As for your question: "Why weight the numbers AFTER official results were available?" - well, part of my reason is given above. If we assume the count is correct then we will get better estimates from the crosstabs. So that is why. If you don't believe the count was correct, then obviously that won't suit your purpose. But it is perfectly rational. But the other reason is that it was a dynamic processes - as the vote-returns come in, the projections are weighted to the count. The exit polls had Bush winning long before all the counts were in. Sure, that might because there was massive fraud.

Here's an analogy: at the beginning of a race, the bookies predict that KerryMeLad is going to win; and BushyBoy is going to come second. Half way through the race, KerryMeLad slows up. The bookies shorten the odds on BushyBoy. Eventually KerryMeLad is so far behind that BushyBoy is a dead cert. So they close the book. Even though the race isn't actually finished.
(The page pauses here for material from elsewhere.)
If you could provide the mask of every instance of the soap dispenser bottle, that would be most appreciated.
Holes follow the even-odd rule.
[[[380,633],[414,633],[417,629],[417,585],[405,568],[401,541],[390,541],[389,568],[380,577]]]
Afterwards, everyone suspects that KerryMeLad was nobbled. So that throws the whole question as to who really won wide open. But it doesn't render the bookies' actions irrational.

As you say, the polls could be wrong. So, most of us around here believe, could the count. We want to know which. Frankly I don't find that circular firing squads help much.


Oh - and yes, both OTOH and I have seen the "raw numbers". So can you:

ftp://ftp.icpsr.umich.edu/pub/FastTrack/General_Election_Exit_Polls2004/

The cookery recipe (marked "weight") is also provided. Salad or ragout, it's your choice.